Patricia Pearce says
Dawn, it’s great to hear from you. It sounds like you are in the midst of a profound and challenging time with your parents, and I can imagine how the situation is leading you to ponder the nature of the self and what makes each of us unique. Please know that I’m sending you many blessings and much love!
Dawn Davidson says
Thanks, Patricia. It’s a measure of how intense things have been that I only just now read your kind words, many months later. They are safely in the facility now, and I am back in CA both re-inventing and de-inventing myself. 🙂 What a crazy year+ this has been! Next up: I am taking an online course in Zentangle, and looking to enter grad school in the Fall. Hope all is well with you!
Larry S. says
I especially like the distinction between de-inventing and reinventing.
Shifting mental models, in Lean Thinking the goal is to strip away everything that is not value-added; to “eliminate the waste” to free up capacity to do more value-added activity.
I’ll be reflecting on this for a while …
Kip Leitner says
This posts reminds me a lot of the concept of [ true self / false self ] introduced in 1960 by the psychologist Donald Winnicott. He noted that the sense of self is rooted in the sense of “aliveness” and goes back to the very beginning of the way that infants and children are cared. In a real sense, the first thing our caregivers give us is the sense that we have a right to be here and that our needs will be met. This grounds the entire sense of self and the elaboration of the personality will come later.
Lori Murray says
Thank you, Patricia.
I am curious about what your letting go of personal constructs looks like?

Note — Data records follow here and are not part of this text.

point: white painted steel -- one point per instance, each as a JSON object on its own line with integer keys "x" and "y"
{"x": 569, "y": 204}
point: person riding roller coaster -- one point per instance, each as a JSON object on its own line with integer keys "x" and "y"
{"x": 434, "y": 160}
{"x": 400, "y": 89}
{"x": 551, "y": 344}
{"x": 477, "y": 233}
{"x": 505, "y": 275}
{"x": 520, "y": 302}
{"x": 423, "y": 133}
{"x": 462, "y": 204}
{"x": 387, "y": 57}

I find it is one thing to see at first, is just that, egoic thoughts monitoring an unreal conditioned life.
And then I find, even with this Awareness, patterns still play out.

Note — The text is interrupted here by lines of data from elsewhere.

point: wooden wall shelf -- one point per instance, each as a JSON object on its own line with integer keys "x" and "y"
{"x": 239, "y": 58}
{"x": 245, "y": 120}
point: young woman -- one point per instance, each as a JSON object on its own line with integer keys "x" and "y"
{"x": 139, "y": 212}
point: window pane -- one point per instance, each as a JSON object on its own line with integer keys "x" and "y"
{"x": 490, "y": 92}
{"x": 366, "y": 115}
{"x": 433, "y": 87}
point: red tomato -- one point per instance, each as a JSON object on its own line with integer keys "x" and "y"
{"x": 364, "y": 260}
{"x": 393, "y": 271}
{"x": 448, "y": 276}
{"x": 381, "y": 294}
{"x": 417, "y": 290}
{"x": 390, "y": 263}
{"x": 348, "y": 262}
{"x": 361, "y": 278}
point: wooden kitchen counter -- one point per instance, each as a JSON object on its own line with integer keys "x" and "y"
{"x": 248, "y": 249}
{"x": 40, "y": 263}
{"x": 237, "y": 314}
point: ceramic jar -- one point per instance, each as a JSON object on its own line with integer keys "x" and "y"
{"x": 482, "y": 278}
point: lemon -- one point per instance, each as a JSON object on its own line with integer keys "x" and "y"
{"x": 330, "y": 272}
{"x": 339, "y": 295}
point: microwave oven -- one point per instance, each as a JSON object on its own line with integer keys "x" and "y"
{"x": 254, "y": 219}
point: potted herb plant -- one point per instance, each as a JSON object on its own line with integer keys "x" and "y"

To ‘let go’ of a noted egoic reaction, some folks will remind themselves, this doesn’t reflect the Truth of what I really am, and dismiss the reaction and/or perhaps call on Holy Spirit for help.
I see this will halt further engagement for the time being, if simply let go via dismissal.
A letting go, more like a letting be, while consciously recognizing all is the Beloved, and experienced “there,” has proven ‘letting go’ results here and for no one.
Paradoxically. seen from beyond the personal contructs, yet then reflected back, in their dissolution.
Is this your experience, when you say let go? I question my interest in wanting ‘“personal clarity” on this subject, yet it remains. Thank you!
Patricia Pearce says
Hi Lori. Great question. I find that reminding myself consciously that what the mind is doing is just generating a story, and then doing what call suspending my belief in that story definitely helps. (And also, it is the *resistance* to the thought pattern that keeps it in place, so compassion and acceptance is always key).
But for me the process goes even deeper, and is something I do in a meditative, almost trance state. It feels more like deep shamanic work than anything the conscious mind can engage in. It goes to the subconscious level where the patterns are being generated, and again, Love is the essential ingredient.
It’s a bit difficult to describe in words, but I hope that helps answer your question.
Penny Gill says
a really wonderful post, Patricia. It sums up in such simple language so much of these last years of my life – supposedly my “retirement” – ha! This excavation, stripping, and letting go is so hard, and brings such ease and freedom and new life. Remarkable, really. One big help, I have found, is to keep breathing kindness to myself, as all that old pain surfaces: the pain must be experienced, it seems, and so the instruction is to “lean into it.” The compassion and kindness are essential. Blessings and deep thanks!